Productivity is among the top concerns of project managers. No matter how long you’ve been managing projects, you’d probably like to increase your team’s efficiency and productivity. We all want to deliver results for our clients and bosses, and we want each person on our team to realize his or her potential. Productivity is a common measure of how well we’re doing in each of those areas and relates to how efficiently a team is operating.
Like most areas of leadership, an improvement on your team begins with your improvement as an individual.
We’ll look at seven ways to increase your personal productivity, followed by an additional six ways to help your team be more productive.
Most people end up as project managers because they are good at getting things done. Then you become a project manager and are suddenly expected to get more things done in the same amount of time. How do you decide what to tackle first? One simple tool for prioritizing is the Eisenhower Matrix. Also known as the Urgent-Important Matrix, this method helps you prioritize tasks based on their levels of urgency and importance. Tasks fall into one of four categories:
It’s helpful to visualize your Eisenhower Matrix by drawing a simple chart. Make the Eisenhower Matrix a regular part of your routine, and commit to following through and the insights your gain.
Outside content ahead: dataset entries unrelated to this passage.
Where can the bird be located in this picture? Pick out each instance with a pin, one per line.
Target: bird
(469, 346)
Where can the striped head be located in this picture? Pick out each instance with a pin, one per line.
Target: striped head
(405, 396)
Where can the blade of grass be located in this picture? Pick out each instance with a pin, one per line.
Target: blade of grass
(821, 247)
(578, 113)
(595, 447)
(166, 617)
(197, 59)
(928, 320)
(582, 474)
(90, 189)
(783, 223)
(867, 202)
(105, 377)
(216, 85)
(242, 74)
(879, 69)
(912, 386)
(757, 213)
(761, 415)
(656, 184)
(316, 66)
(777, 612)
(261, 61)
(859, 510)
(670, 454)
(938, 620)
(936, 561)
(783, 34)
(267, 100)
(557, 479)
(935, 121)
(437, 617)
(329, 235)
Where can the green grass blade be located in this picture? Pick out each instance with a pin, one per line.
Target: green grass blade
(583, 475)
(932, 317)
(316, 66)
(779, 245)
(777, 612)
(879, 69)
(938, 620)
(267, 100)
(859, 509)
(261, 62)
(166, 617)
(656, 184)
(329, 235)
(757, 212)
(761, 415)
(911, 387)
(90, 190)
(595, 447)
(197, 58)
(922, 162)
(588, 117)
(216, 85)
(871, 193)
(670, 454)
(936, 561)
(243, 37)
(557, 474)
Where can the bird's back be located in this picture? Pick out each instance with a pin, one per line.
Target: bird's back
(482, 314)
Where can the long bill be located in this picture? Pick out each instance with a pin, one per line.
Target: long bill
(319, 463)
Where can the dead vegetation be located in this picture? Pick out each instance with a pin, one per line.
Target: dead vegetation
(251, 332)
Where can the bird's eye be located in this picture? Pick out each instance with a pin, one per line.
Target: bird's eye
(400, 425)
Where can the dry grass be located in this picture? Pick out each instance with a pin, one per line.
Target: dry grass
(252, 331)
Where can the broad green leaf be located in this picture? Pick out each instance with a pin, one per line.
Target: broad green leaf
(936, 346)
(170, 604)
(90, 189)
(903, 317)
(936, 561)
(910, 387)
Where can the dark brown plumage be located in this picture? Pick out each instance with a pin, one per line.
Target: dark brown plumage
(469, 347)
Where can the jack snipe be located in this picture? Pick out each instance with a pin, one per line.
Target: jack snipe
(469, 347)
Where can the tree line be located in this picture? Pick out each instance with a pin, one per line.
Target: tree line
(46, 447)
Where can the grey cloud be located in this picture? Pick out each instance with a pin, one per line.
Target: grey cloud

Some people arrive at the office full of energy, and some of us need an hour and a cup of coffee before our brains are fully operational. Take note of when you’re most productive, and schedule the most difficult tasks for those times. If the post-lunch slump always gets you, use that time to check emails or pop into a coworker’s office to touch base (only make sure you don’t interrupt her most productive time in the process!).
One of the biggest challenges of project management is realizing that you cannot do it all. You may have been made project manager because you’re really good at getting things done. That’s great! But now there are many, many more things for which you’re responsible. If tasks are piling up, assess which ones must be done by you and which could be passed to someone else.
We live in a distraction-filled world, and whether we realize it or not, all those distractions are killing our productivity. So turn off the email notifications, set your phone to silent, and hang a ‘do not disturb’ sign on your door. If it’s impossible to focus in your actual office, carve out time elsewhere each day, whether that’s a coffee shop up the road, an unused conference room, or a janitor’s closet where no one will think to look for you.
Multitasking is a myth. Scientific research has demonstrated that multitasking is actually switching rapidly between tasks and that it costs us time and energy each time we switch. So instead of doing two (or more) things at once, tackle your to-do list one item at a time and don’t move on until an item is completed.
While it may feel counterproductive to take breaks, studies show that taking breaks can increase productivity. Breaks are also good for your physical and mental health and can help re-energize you for the task at hand. One exception is that when you’re in a ‘flow’– a state of effortless productivity– it’s best not to interrupt yourself. Otherwise, go for a walk, grab a coffee, water your office plants, and then come back refreshed.
Meetings are necessary for project management, and some of us actually like meetings. Weird, I know. However, having too many meetings can steal time from work on the project itself. And, let’s be honest, our meetings far too often go long, get off-topic, and don’t result in the answers we were hoping for. Before scheduling or accepting a meeting, ask yourself whether its goals could be accomplished with an email or phone call, and do your best to avoid unnecessary meetings.
Now that you’ve learned how to be more productive as an individual, let’s discuss how to ramp up your team’s productivity as well.
Here we are talking about goals again! Really, we can’t emphasize this enough. You, your team, your whole company– you all need good goals that are understandable and attainable. Lack of well-defined goals and measures is a major contributor to project failure, accounting for 37% of failed projects according to one Project Management Institute survey. Good goals are realistic, clear, and measurable. You can assess whether your goals are good by asking the following questions:
The goals you set for your team will be different from your individual goals of course. (You have mad individual goals, right?) Don’t forget to get your team’s input on what their goals should be as a group and as individuals.
When you plan your project, you establish key performance indicators (KPIs) in the form of budgets, timelines, and quality expectations. During the course of your project, you should regularly check your KPIs so you can catch issues and make corrections quickly. Having good reporting tools greatly increases the accuracy and ease of monitoring. Don’t forget to celebrate successes when your KPIs tell you the team has achieved a goal!
We already mentioned that you should avoid unnecessary meetings. When you really do need to have a group of people together to discuss something, consider making it a standing meeting. Sometimes called ‘standups’, a standing meeting is exactly what it sounds like: a meeting where everyone is standing. The benefit of a standing meeting is that it reduces the tendency to waste time. If everyone is settled around a conference table, you’re more prone to chit-chat and to run off on tangents. In a standing meeting, everyone has the sense that the meeting is meant to be brief (it is), and they’ll stick to the subject at hand.
A positive work environment contributes to productivity in multiple ways, all of which contribute to increased productivity. When your team members are happy, they’re more likely to think creatively, take calculated risks, support their coworkers, and stay in their jobs longer.
No matter how happy, committed, or skilled your team members are, they can benefit from having good tools at their disposal. Project management software has come a long way in the past several years, and you should take advantage of it! A project management workspace like Kissflow Projects has kanban boards and built-in collaboration tools that can keep you organized and boost efficiency.
Why keep good information to yourself? Educate your team by sharing the above productivity tips with them. Maybe gamify your team’s productivity by having a doodling contest during breaks or seeing who can go the longest without checking his phone.
Our whole discussion about productivity can be understood in terms of individual and team-oriented actions. Goal setting, prioritization, and personal schedule management are skills anyone on your team can learn and implement on his own. As the project manager, you have the ability to give your team additional productivity tools in the form of well-timed meetings, effective goal setting and monitoring, good project management software, and a healthy work environment. Whether you’re managing your first project or your thousandth, these simple changes can increase productivity for you and your team.